Harriet Beecher Stowe
Harriet Beecher Stowe was born on June 14, 1811, into a family of extraordinarily gifted and promising siblings. The Beechers, later in their lives, would become a kind of intellectual Camelot, with Harriet Beecher Stowe and her famous brother, Henry Ward Beecher, at the head of the table.
Harriet, a precocious and fiercely intelligent child, grew up in Connecticut, a decidedly anti-slavery state. The America in which Harriet was born was an America already beginning to show the strains of economic and social division. The North, built on industry and invention-steel mills and banking, for example- could not differ more from the laid-back, pastoral South, where slave labor brought prosperity to those who exploited it. But while antislavery sentiments grew more and more impassioned in border states like Ohio, the Northern states of New England were far enough away from the reality of slavery to provide a kind of buffer. Slavery was something to theorize about, not to confront.
When Harriet and her family moved to Ohio when she was in her early twenties, however, she saw the horrors of slavery firsthand, and was exposed to people who held strong opinions on the institution. She joined a literary club in Cincinnati called the Semi-Colon club where she met her future husband, the brilliant Biblical scholar Calvin Ellis Stowe. Harriet's interest in the anti-slavery cause increased, and in 1833, when she was twenty-two, Harriet visited a slave plantation across the Ohio River in Kentucky. She was horrified by what she witnessed, and the events and scenes were burned into her brain, simmering there for nearly twenty years. Harriet, by this time, was turning out short stories and essays for a Cincinnati magazine called Western Monthly Review. She found, increasingly, her topic was slavery. In 1836, Harriet married Calvin Stowe, and they began their long life together, scraping by and struggling to make ends meet.

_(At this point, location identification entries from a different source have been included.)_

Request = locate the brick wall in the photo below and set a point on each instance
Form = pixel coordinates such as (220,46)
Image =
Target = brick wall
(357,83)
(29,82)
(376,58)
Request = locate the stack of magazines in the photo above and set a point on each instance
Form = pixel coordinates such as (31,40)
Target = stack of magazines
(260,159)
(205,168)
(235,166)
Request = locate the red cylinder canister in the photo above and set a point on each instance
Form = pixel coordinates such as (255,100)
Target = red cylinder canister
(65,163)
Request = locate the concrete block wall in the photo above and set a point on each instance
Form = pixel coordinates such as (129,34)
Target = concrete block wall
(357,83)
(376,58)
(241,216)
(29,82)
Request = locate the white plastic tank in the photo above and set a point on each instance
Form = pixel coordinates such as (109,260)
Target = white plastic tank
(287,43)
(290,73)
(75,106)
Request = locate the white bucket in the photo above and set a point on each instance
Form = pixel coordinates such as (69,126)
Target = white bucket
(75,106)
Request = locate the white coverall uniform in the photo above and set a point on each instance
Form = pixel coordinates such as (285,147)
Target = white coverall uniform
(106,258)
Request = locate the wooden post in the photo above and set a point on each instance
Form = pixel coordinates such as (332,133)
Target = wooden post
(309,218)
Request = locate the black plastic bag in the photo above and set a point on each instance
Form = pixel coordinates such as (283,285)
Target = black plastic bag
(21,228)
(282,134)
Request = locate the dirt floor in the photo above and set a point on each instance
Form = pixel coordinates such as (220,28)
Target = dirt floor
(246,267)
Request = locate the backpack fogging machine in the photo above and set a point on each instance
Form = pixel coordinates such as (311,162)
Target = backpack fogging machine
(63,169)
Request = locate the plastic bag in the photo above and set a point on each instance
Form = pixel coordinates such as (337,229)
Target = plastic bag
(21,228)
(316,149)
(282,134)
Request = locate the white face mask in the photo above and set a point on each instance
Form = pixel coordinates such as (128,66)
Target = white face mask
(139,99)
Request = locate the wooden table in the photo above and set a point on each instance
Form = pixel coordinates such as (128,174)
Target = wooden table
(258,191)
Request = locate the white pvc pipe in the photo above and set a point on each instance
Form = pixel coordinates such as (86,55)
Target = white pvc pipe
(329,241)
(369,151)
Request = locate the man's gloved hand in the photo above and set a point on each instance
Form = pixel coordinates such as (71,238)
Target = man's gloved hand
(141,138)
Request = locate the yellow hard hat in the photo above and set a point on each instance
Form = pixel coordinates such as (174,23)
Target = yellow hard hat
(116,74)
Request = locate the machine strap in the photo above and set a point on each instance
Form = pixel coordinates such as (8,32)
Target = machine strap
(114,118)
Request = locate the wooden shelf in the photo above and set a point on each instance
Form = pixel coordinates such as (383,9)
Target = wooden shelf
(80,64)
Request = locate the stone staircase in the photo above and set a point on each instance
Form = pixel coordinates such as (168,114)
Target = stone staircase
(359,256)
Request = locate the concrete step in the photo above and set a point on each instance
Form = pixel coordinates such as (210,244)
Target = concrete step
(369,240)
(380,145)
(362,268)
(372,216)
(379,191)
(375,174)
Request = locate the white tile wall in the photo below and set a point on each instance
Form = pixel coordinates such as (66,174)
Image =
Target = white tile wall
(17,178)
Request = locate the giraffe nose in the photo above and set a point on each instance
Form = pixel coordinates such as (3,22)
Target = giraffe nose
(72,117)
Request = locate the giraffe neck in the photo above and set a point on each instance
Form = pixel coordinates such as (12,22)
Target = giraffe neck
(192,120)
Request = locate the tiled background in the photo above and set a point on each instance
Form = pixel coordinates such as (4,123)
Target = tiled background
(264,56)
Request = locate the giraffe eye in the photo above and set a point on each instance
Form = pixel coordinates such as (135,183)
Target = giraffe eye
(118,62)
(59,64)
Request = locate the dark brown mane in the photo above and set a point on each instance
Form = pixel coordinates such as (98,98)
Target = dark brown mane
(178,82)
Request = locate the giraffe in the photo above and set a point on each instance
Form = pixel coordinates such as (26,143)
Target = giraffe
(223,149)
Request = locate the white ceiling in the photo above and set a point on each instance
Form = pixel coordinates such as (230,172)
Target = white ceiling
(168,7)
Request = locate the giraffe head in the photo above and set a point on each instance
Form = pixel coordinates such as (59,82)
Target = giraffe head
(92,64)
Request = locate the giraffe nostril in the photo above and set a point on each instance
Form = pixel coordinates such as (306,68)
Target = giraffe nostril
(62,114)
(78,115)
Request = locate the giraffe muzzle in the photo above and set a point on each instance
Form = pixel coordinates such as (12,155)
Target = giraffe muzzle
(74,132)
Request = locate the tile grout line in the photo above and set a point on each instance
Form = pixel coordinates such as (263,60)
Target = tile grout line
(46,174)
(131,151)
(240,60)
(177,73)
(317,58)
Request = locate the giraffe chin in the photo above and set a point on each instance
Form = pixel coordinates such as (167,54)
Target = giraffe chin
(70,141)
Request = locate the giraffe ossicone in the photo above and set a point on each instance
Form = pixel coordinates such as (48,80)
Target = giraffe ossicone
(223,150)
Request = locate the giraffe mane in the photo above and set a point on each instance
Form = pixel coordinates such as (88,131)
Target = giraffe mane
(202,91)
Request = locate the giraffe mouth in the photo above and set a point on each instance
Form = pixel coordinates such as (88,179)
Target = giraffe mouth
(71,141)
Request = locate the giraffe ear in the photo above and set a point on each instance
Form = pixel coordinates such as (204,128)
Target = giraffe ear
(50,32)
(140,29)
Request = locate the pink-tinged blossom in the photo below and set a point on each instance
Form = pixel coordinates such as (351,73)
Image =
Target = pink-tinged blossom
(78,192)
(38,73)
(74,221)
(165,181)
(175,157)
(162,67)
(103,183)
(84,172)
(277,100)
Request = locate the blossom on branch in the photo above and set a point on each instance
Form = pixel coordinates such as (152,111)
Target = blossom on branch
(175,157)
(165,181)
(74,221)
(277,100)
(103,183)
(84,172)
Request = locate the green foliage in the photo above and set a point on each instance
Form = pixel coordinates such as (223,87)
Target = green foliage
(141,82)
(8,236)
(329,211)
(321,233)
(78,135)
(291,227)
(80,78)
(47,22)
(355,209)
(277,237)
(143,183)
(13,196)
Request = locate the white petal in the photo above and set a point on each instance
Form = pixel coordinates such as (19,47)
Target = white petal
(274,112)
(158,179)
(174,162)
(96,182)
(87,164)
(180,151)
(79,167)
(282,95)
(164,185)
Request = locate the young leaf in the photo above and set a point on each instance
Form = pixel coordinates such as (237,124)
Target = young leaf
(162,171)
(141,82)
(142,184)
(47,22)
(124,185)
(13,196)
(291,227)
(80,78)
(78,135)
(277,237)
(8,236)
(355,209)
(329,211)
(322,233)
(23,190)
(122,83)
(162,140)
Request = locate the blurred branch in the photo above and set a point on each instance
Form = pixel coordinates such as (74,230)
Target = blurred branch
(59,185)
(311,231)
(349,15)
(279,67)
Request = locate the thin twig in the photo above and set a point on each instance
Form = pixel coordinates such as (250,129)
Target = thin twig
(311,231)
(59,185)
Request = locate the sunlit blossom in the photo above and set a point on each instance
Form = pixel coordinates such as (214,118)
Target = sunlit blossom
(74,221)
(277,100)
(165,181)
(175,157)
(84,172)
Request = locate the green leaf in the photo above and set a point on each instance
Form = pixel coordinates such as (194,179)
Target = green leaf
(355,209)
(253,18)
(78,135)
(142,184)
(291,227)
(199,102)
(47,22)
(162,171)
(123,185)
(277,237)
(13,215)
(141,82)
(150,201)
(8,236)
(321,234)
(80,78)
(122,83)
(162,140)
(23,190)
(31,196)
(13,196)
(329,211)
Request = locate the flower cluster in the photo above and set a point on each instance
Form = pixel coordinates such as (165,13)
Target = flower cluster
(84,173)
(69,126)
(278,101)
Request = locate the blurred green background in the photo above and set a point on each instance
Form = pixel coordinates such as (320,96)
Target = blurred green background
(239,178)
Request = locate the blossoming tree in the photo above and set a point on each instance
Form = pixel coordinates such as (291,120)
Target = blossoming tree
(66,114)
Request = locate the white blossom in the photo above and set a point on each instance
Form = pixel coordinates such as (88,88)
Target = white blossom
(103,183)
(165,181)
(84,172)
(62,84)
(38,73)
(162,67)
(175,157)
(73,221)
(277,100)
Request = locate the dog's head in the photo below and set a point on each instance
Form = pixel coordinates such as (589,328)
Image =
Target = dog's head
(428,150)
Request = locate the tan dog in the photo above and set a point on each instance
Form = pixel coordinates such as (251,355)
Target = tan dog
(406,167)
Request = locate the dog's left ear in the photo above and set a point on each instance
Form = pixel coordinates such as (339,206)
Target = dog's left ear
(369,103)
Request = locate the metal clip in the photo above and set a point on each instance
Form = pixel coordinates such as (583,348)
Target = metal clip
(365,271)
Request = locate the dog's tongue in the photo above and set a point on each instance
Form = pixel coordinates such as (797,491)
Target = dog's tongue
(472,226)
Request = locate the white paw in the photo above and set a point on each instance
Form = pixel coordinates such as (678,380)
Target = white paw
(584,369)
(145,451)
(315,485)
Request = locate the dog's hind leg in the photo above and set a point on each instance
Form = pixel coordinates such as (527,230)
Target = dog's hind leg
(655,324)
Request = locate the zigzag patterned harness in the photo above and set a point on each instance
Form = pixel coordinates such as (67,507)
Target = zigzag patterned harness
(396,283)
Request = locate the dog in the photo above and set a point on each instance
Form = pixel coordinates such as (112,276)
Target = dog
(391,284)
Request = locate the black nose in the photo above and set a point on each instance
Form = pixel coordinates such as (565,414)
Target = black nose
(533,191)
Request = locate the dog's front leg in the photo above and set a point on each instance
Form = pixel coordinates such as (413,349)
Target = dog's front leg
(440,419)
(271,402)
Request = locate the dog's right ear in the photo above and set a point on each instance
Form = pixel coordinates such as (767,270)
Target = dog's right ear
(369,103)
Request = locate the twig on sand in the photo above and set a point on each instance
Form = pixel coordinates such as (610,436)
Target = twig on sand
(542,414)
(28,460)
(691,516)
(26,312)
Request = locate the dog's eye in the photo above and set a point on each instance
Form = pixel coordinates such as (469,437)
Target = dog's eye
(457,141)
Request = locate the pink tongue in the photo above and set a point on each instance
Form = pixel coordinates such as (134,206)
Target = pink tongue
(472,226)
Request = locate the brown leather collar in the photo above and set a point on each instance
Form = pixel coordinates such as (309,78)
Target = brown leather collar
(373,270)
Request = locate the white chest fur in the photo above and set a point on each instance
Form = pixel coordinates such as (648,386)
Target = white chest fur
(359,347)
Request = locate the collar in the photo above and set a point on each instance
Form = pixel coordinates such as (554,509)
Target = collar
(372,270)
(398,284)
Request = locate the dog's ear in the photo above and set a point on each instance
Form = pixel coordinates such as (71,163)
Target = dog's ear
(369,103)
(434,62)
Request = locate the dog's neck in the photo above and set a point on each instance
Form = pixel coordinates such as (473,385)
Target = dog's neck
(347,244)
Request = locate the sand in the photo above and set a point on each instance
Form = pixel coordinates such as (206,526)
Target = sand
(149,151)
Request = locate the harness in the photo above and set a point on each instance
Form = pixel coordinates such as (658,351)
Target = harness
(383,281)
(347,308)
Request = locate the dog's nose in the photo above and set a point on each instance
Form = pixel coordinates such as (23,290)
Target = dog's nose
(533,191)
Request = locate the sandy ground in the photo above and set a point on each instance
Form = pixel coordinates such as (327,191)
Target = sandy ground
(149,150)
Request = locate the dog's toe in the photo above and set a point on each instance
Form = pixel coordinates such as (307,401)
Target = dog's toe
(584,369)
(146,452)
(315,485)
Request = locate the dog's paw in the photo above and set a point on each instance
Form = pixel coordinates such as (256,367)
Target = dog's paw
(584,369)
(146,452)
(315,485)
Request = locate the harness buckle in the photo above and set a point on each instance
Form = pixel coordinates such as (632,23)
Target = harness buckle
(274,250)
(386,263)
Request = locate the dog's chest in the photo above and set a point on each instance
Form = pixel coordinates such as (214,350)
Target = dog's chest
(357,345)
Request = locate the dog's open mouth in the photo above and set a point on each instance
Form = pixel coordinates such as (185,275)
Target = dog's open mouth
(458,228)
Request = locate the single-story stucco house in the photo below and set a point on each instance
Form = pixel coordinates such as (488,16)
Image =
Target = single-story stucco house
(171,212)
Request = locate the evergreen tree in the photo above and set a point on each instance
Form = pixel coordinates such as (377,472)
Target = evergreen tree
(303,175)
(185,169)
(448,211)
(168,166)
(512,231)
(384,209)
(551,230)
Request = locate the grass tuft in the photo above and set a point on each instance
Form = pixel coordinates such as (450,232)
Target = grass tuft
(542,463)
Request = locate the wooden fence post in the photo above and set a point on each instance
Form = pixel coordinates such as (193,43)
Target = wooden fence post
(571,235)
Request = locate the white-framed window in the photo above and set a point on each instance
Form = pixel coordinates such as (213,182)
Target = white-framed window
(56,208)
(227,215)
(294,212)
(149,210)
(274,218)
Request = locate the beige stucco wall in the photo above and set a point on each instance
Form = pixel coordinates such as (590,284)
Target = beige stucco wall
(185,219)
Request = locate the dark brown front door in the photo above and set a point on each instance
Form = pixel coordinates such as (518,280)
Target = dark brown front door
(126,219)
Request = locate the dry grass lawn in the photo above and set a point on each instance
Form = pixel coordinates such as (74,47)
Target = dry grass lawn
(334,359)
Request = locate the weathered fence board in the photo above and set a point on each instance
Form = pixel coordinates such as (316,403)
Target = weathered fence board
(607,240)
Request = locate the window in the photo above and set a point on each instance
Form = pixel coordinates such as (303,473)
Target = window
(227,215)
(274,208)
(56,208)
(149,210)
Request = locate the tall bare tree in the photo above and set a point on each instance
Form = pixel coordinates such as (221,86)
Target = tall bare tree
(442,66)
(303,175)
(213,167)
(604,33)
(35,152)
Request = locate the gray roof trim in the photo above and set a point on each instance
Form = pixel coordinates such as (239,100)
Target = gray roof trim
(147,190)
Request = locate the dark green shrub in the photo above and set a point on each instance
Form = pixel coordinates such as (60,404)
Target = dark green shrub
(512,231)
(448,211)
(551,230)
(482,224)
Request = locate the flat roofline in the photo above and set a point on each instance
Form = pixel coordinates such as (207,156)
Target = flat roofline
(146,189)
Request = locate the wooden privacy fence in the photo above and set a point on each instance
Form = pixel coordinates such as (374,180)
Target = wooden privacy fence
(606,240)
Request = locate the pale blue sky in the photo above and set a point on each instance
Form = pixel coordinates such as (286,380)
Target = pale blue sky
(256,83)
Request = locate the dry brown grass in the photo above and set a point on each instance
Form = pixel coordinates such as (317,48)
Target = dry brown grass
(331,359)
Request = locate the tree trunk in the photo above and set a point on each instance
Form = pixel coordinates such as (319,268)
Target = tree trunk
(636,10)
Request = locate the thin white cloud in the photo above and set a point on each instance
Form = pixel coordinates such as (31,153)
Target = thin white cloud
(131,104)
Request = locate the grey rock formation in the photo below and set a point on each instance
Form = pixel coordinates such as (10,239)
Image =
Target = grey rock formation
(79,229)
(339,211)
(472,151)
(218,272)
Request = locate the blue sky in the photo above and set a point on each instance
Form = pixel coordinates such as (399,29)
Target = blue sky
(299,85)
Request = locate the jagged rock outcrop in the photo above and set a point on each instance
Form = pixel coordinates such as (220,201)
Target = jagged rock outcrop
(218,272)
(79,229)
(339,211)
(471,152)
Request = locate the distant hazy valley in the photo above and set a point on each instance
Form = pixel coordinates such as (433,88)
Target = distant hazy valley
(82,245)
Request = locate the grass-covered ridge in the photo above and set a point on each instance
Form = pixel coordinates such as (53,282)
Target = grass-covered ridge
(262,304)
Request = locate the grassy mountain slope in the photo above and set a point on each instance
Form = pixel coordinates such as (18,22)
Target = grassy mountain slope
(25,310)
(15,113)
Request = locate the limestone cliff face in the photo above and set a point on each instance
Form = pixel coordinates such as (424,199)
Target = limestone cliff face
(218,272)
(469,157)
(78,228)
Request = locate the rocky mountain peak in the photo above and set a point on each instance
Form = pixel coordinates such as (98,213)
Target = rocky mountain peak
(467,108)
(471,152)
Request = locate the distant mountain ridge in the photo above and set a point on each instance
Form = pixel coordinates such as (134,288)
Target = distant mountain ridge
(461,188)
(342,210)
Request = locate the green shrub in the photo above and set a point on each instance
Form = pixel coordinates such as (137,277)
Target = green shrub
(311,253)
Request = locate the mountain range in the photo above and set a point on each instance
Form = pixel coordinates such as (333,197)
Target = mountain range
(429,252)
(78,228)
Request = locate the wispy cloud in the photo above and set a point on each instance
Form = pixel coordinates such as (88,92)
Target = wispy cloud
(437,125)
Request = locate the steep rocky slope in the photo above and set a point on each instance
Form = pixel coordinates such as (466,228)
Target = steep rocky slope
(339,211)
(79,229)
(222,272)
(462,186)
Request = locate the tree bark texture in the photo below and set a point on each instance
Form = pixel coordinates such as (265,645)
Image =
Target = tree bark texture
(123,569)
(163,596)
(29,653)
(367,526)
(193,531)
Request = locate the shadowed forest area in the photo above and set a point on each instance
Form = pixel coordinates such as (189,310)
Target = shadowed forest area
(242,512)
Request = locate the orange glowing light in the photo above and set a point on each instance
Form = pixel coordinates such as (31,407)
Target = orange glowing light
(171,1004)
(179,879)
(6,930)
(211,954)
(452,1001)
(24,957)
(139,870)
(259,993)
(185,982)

Using the visit to that Kentucky plantation as a template for Colonel Shelby's plantation in Uncle Tom's Cabin, along with numerous slave accounts and interviews she conducted with ex-slaves, in 1851 and 1852 Harriet finally penned one of the most famous American books of the nineteenth century, published serially in an abolitionist magazine called New Era, and certainly one of the most popular. While basically a morality play, Uncle Tom's Cabin was an attack against an institution that most Southerners had, for over a hundred years, accepted as necessary without question. However, Harriet believed that the Southerners who enslaved blacks were also victims of the institution, as it made them completely dependent upon slave labor, and as a result they felt it impossible to extricate themselves.
The publication of Uncle Tom's Cabin in 1852 was an event that changed an already changing nation. The novel was an instant bestseller, going through 120 editions in a year. Harriet became, in the same year, the most beloved American author in the country, and the most hated. Northerners considered the very symbol of all that the anti-slavery movement stood for-never mind that she, in fact, advocated gradual emancipation of slaves rather than instant and irrevocable-and the South considered her a great threat to their way of life.
Although best known for Uncle Tom's Cabin, Harriet Beecher Stowe wrote hundreds of novels, short stories, articles, children's books and religious inquiries. Each book she published was a bestseller; each issue of a magazine in which she published an article sold out overnight. People wanted to hear what she had to say, and even the best authors of the time respected her work–including Dickens, George Sand, Henry James and Anthony Trollope. However, despite her success as an author, she never saw her writing as anything other than a job. Her husband was the most important person in her life, and the care of her many children always came first in her life.
Harriet Beecher Stowe was a full-fledged celebrity, both in America and abroad, and Lincoln famously called her "the little lady that made this big war", in reference to the Civil War. Her many trips to Europe and England enlarged her mind, and her books sold as well abroad as they did in America.
When she died in 1896, Harriet Beecher Stowe's books had fallen out of favor, as the social issues had become less relevant and the art of the books had been thrown into question. However, Uncle Tom's Cabin remains in print today and is considered an extraordinarily important social document of a fractured America.